By 03/06/2011August 14th, 2019blogging, Fiction, flash fiction, writing
Flash fiction based on writing prompt

Chuck Wendig at Terrible Minds holds a flash fiction challenge each week, and today I thought I’ll give it a go.

Flash fiction based on writing promptHe says:

Flash fiction, 1000 words. The subject?

An unexpected guest.”

Interpret that as you see fit.

Any genre is apropos.

Here is my entry:

———————

Sakhi lived with her father, mother, and six siblings in a section of a large drain pipe. This pipe lay in the middle of a road not far from one of the South Delhi’s richer neighborhoods. The drain carried no water. It began and ended nowhere, just like the lofty plans of water supply restructure after an year of sparse rains.

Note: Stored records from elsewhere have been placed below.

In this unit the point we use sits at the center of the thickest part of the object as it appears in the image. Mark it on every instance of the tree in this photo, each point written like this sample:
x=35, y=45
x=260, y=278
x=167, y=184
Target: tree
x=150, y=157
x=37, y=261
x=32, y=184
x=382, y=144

Sakhi’s father had staked his claim on that section of the drain by covering one of its ends with tarpaulin, and creating a makeshift door with a cardboard plank on the other. The family lived like hobbits in this windowless, cylindrical home, lulled to sleep by the sounds of traffic at night in the city of Indian dreams.

Their only visitors, social workers,  tried to coax the mother to give up begging and the father to give up rag-picking, then learn a craft at the worker’s centre and enroll the kids in school. They had an unfamiliar scent, these women. Sakhi had never taken a bath in clean water, or worn laundered clothes or perfume, so she did not like the way these women smelled. She paid as much mind to them as her parents did. Which is to say, not at all.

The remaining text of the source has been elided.